What is the Slender Man?
The Slender Man is an internet meme, first started by Victor Surge on the internet forum Something Awful, as part of a photoshop contest in June of 2009. Appearing hidden in the background of seemingly innocent photographs, the abnormally tall man in a black suit with no face quickly had a number of stories written about him, turning him into a paranormal creature of unknown origins who stalks, kidnaps, and kills children, as well as any adults seeking to save them. The malevolent entity became the antagonist of a series of horror stories.
How did this all start?
A few weeks after the inital wave of photoshops and popularity on Something Awful, the Slender Man was exposed to the larger world by Marble Hornets, the first Slender Man Youtube series, created by a group of Alabama college students. With no certainty as to wether the story in the videos was fictional or not, the videos went viral and grew in popularity on Unfiction. The first blog based story began in July of 2009, Just Another Fool, which established the beginning of the mythos expanded universe. As the first “season” of Marble Hornets wound down in early 2010, several other vlogs and blogs telling their own stories about the Slender Man surfaced, and since then the mythos has exploded in size, growing not only in audience, but in the number of audience members who have begun to participate in the experience by creating stories of their own.
About how many people are actually involved here?
While the audience reach of each individual story varies, as of June 16, 2011, Marble Hornets has 75,749 subscribers and the 68 videos making up it’s story have been viewed a total of 18,000,000 times. Yet some of the blog based stories have less than 5 readers. As for active community members, it’s difficult to draw an estimate. Amongst the creators, approximately 150 mythos writers cooperate, collaborate, and peer review each other’s work in private channels.
There’s a lot here. Do I need to read all of it?
Oh god no. I haven’t even broken the 20% mark of reading/viewing all of it.
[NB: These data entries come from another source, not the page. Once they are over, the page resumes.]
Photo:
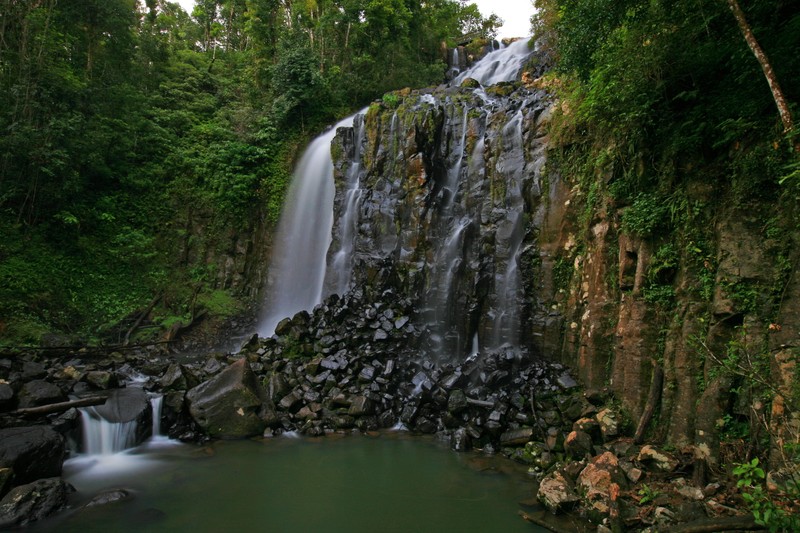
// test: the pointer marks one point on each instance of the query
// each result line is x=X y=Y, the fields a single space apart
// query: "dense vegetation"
x=135 y=134
x=667 y=126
Most of the video series are well worth your time, and several blogs have been marked as “classics” by community consensus. In a few instances, it may be necessary to read 2-3 blogs concurrently if their plots are tightly woven together. Crossover events occur often in blogs, but are usually short, self-contained, and don’t require extensive knowledge of the other storyline.
What are the requirements to join the mythos?
Technically speaking, none. If you’ve got a story idea, by all means, pursue it. If your work is of a high quality, it will flourish and spread virally amongst the community. If it isn’t, there’s no real penalty aside from a blow to your reputation and ego. Learn from it and move on, or head in a new direction with it.